Antibiotic Discovery and Mechanisms of Action

        Antibiotic resistance among bacteria is a steadily growing problem. Once easily treated with penicillin, infections caused by methicillin resistant Staphylococcus aureus (MRSA) and vancomycin resistant Enterococcus (VRE) are now very difficult to combat. Cases of extremely drug resistant gram negative bacteria are becoming increasingly common in and threaten to spread throughout the world.  Without effective antibiotics for these extremely drug resistant organisms, even countries with well-developed health care systems will have few treatment options. Therefore, the need for new antibiotics that are active against multidrug resistant pathogens is more urgent than ever before. Unfortunately, the number of new antibiotics being brought to market is currently insufficient to keep pace with the rate of antibiotic resistance development.

We are focused on three related areas of antibiotic research.
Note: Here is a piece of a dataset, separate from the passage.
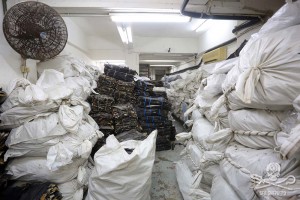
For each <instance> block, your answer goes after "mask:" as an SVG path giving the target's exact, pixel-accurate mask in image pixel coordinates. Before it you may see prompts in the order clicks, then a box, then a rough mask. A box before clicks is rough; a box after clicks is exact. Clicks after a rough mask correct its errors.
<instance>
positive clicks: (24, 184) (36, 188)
mask: <svg viewBox="0 0 300 200" xmlns="http://www.w3.org/2000/svg"><path fill="white" fill-rule="evenodd" d="M62 198H63V197H62V195H61V193H60V192H59V189H58V187H57V185H56V184H53V183H33V184H28V183H27V184H24V185H22V186H9V187H8V188H6V190H4V191H2V192H1V195H0V199H1V200H60V199H62Z"/></svg>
First, we are studying some of the latest antibiotics to enter the clinic as well as preclinical molecules to determine their mechanisms of action. Second, we are trying to understand how resistance arises to these new antibiotics and how treatment can be modified to lead to a more successful clinical outcome. Third, we have developed a new method for screening for novel antibiotics and determining their mechanisms of action. We are using this method to screen libraries of natural products for novel compounds active against multidrug resistant bacteria. To accomplish these goals, we have set up collaborations with clinicians at the UCSD School of Medicine, with pharmaceutical companies who have promising new antibiotics, and with chemists who can provide novel compounds for screening for new antibiotics.


A refined model for the mechanism of action of daptomycin.  Upon insertion into the membrane daptomycin (light blue “cups” with yellow circles) causes distortions that misdirect the localization of key cell wall proteins such as DivIVA, leading to bent cells below the MIC (left) and lethality above the MIC (right).   Shown are phosphatidylglycerol (green lipids), cardiolipin (yellow lipids), potassium ions (green circles), and DivIVA (blue ovals).

(Pogliano, J, Pogliano, N, Silverman, JA. 2012. Daptomycin-mediated reorganization of membrane architecture causes mislocalization of essential cell division proteins. J. Bacteriol. 194:4494-4504. doi: 10.1128/JB.00011-12; 10.1128/JB.00011-12.)